Feature

Also of interest...in romance deciphered

I Do and I Don’t
by Jeanine Basinger (Knopf, $30)
Jeanine Basinger’s study of marriage in the movies is “never less than fascinating,” said Sara Vilkomerson in Entertainment Weekly. Deconstruct-ing a century of cinema, from pre–World War I slapstick to 2010’s The Kids Are All Right, the film historian identifies many of the tropes Hollywood relies on in depicting marriage and finds today’s screenwriters increasingly willing to give love stories ambiguous endings. The result is a “thoroughly entertaining” lesson in history and pop psychology.

Love in the Time of Algorithms
by Dan Slater (Current, $26)
The rise of computer-based matchmaking provides “rich anthropological loam” for journalist Dan Slater, said Philip Delves Broughton in The Wall Street Journal. Beginning with an early Match.com prototype (a 1964 system invented by a forlorn Harvard undergrad), Slater explores how romance has been transformed by technology—creating previously impossible happy endings but also encouraging groups of American men to go shopping for wives in distant, impoverished lands. 

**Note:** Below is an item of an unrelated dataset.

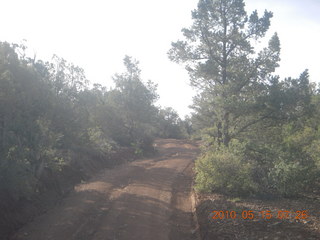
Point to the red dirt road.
(144, 199)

The Last Girlfriend on Earth
by Simon Rich (Reagan Arthur, $20)
Some of the 30 humorous short tales in Simon Rich’s new collection are “all punch line,” said Mythili Rao in TheDailyBeast.com. The male in a coed astronaut team proposes a study on the effects of zero gravity on human mating; dogs search for their soul mates through Craigslist’s “missed connections” service. But even when some of Rich’s sketches about the quest for love touch messier emotions, there’s “an endearing simplicity” about his outlook. Love, in his world, is still capable of conquering all.

Prosperous Friends
by Christine Schutt (Grove/Atlantic, $24)
In Christine Schutt’s third novel, the gradual dissolution of a marriage is chronicled in “terse sentences that read like poetry,” said Rosanna Xia in the Los Angeles Times. So austere is the language that much of what’s come to divide a vain writer and his depressed wife goes unexplained. But by cutting from one well-wrought scene to another, Schutt keeps the novel moving at a lively pace as the characters come to understand the divide between self-image and the things that each has done.